According to PIE, international oil traders can play a key role in mitigating the effects of sanctions. Moreover, the traders may also facilitate Russia’s circumvention of sanctions if they are imposed by the EU8 countries and limit the exposure of Russian companies to the effects of potential counter-sanctions against the so-called countries, implementing actions unfriendly to the Russian Federation.

They said that Russian oil traders such as Surgutneftegaz and Zarubezhneft are moving away from transparent forms of oil trading, increasingly opting for direct transactions.

PIE recalled that since the beginning of Russian aggression against Ukraine, the value of Russian oil has fallen by more than 13 per cent – from $95 to $81 per barrel. During this period, the average value of Brent, Dubai and WTI crude oil increased by 8 per cent – from $95 to $102 per barrel. It added that the value of the price differential between Urals and European Brent crude oil increased more than fivefold, from $4 to $23 per barrel.

Russian oil is finding fewer and fewer buyers, which translates into its much lower price on world markets. However, despite an increasing number of companies giving up Urals oil, Russian exporters are still finding buyers in the EU,” PIE experts noted.

Russian refineries within the EU consume 1.23 million barrels of oil per day. These include the Italian refinery ISAB, the Bulgarian refinery Neftochim Burgas, the Danish refinery Zeeland of the Lukoil group and the German refineries PCK Schwedt and Miro of the Rosneft group.

“According to PIE analysts, the European Union imports nearly 3.0 million barrels of Russian oil per day. However, they remind that the EU has still not imposed an embargo on Russian oil, unlike Australia, Canada, the UK, and the US.”

Despite the countries where the Russians have refineries, Hungary, which processes more than 0.21 million barrels per day of Russian oil at its refineries in the state-owned MOL group, has also declared its opposition to the embargo.

The Russian oil sector plays a key role in subsidizing unprofitable branches of the Russian economy and redistributing capital rents and political influence among representatives of the Russian power elite. Therefore, actions related to the embargo will be crucial in limiting further hostilities of the Russian Federation on the territory of Ukraine, PIE experts concluded.

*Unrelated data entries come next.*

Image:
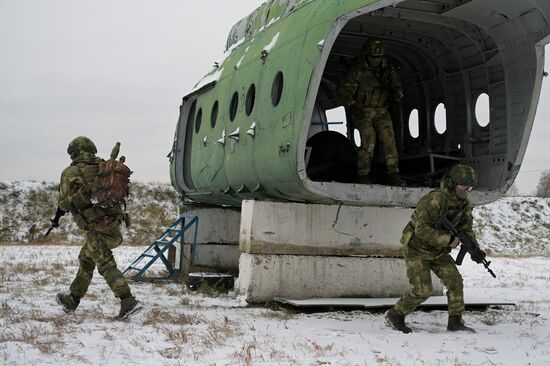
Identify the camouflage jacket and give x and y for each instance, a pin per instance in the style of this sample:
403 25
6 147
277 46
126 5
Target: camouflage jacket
366 86
421 233
75 188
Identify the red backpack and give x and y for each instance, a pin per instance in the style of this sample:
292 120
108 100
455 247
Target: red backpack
110 186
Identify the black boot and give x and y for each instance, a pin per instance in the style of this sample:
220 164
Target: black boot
397 321
128 306
69 302
456 324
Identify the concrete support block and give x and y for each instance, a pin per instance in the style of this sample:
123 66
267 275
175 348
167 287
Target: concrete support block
263 277
217 238
305 229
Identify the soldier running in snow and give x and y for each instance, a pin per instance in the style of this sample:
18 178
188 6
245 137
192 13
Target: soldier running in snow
426 248
101 226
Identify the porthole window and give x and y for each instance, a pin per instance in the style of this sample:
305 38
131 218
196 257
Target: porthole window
191 115
483 112
356 138
198 121
440 118
413 124
277 89
233 106
214 114
250 99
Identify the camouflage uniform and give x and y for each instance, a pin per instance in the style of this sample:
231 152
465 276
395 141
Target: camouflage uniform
426 249
366 92
101 226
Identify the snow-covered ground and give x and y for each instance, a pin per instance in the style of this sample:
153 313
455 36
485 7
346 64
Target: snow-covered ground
178 327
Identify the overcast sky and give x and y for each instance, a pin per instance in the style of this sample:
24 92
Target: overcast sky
117 70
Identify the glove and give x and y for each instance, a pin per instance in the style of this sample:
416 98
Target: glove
58 214
453 243
478 256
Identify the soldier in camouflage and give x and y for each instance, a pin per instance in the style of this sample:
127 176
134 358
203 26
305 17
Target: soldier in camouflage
101 227
426 248
366 91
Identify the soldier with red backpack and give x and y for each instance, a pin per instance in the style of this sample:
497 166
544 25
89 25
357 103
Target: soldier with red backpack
93 191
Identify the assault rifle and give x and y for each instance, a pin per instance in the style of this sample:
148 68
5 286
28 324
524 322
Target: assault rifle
55 221
467 245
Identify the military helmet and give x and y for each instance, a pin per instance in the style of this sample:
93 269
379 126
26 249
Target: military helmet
375 47
464 175
81 144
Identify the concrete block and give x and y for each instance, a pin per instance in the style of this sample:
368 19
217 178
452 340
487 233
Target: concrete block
216 224
222 257
306 229
263 278
217 237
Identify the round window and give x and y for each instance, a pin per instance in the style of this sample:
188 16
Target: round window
233 106
214 114
356 138
440 118
250 99
277 89
483 112
191 115
413 124
198 121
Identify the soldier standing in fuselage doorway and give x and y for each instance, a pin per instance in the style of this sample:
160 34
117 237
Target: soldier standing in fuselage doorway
366 91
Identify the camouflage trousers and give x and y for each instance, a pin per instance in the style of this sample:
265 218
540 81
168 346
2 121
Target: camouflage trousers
373 124
97 252
418 272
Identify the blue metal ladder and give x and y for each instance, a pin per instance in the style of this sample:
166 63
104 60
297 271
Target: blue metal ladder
162 244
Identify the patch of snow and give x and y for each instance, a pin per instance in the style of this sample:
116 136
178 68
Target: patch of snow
177 325
271 44
210 78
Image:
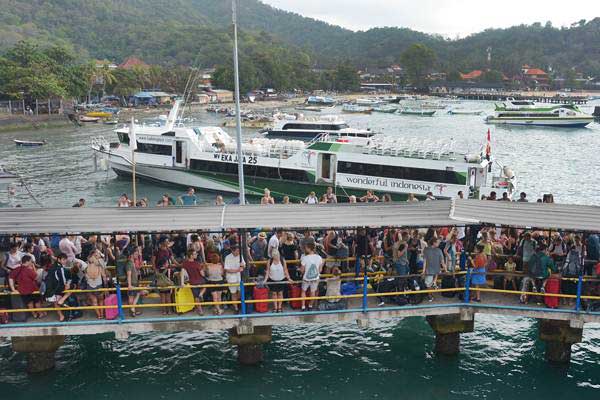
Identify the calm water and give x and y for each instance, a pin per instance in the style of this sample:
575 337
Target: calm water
391 359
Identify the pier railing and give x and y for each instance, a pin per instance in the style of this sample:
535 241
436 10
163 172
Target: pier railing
363 295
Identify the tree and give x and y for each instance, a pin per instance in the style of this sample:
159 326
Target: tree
346 77
492 76
418 61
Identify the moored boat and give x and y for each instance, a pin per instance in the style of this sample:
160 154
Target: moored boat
356 109
527 113
29 143
412 111
465 112
206 158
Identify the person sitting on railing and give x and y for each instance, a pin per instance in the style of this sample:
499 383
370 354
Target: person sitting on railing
213 270
23 282
311 265
234 265
275 277
195 274
510 266
478 277
433 264
540 266
95 276
58 279
400 254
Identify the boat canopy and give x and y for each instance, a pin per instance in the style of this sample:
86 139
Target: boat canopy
216 218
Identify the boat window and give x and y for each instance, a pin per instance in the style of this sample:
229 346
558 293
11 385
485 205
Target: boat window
257 171
152 148
123 138
413 174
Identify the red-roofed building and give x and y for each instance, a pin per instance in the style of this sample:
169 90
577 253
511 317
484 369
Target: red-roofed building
534 75
132 62
473 75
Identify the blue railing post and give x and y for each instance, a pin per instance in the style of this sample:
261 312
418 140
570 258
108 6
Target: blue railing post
119 302
463 266
243 296
365 287
579 286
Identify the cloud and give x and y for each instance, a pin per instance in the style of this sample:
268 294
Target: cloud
446 17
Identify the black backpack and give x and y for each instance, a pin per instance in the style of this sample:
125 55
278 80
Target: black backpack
572 266
53 282
535 266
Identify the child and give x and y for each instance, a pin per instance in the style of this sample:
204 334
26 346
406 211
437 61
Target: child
334 285
510 266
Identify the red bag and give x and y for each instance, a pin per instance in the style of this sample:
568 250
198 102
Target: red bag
261 294
552 286
295 293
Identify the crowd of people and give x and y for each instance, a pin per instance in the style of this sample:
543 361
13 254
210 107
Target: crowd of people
42 269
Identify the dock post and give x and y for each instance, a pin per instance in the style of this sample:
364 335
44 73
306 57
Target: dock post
559 336
249 341
447 330
40 351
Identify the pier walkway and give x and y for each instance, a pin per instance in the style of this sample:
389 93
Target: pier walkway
249 330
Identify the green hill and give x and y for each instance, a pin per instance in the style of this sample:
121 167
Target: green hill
184 31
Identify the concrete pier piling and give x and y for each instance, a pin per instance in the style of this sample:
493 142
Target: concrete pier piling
249 341
447 330
40 351
559 336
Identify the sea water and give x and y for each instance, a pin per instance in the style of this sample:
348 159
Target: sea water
392 359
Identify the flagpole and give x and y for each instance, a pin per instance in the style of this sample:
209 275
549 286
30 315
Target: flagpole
238 118
133 146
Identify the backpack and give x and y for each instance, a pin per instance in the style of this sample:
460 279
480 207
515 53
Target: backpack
535 266
572 266
53 283
312 273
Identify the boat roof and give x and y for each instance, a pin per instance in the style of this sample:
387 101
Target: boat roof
215 218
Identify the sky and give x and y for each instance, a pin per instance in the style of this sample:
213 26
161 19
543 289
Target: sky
450 18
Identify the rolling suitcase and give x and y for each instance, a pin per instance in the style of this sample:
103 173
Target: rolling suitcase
295 293
552 286
261 294
111 313
184 299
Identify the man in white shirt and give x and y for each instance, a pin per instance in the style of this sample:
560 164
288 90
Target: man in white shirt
234 265
68 248
274 243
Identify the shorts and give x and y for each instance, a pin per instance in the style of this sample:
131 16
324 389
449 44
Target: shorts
30 298
276 286
234 289
196 292
214 289
310 285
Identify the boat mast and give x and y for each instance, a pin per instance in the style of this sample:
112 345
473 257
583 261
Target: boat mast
237 106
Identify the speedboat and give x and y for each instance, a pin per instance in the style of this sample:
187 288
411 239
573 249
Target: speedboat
309 129
6 178
29 143
528 113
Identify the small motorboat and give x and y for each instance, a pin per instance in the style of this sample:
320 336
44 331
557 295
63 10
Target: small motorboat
421 113
88 119
465 112
29 143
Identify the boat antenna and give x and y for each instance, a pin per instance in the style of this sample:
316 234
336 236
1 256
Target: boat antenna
238 118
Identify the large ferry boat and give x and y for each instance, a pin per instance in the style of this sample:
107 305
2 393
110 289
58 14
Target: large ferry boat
308 129
529 113
206 158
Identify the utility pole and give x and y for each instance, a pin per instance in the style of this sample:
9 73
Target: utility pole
238 117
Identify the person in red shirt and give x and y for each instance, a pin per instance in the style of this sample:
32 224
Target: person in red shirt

Russia’s invasion of Ukraine has continued since February 24 this year. As a result, European Commission chief Ursula Von der Leyen announced on Tuesday, April 5, the introduction of the fifth package of sanctions against Russia. It is to include, among other things, a ban on Russian and Russian-operated ships entering EU ports. Furthermore, she reported that additional sanctions, including oil imports, are also being prepared. EU sanctions require unanimity of all 27 member states.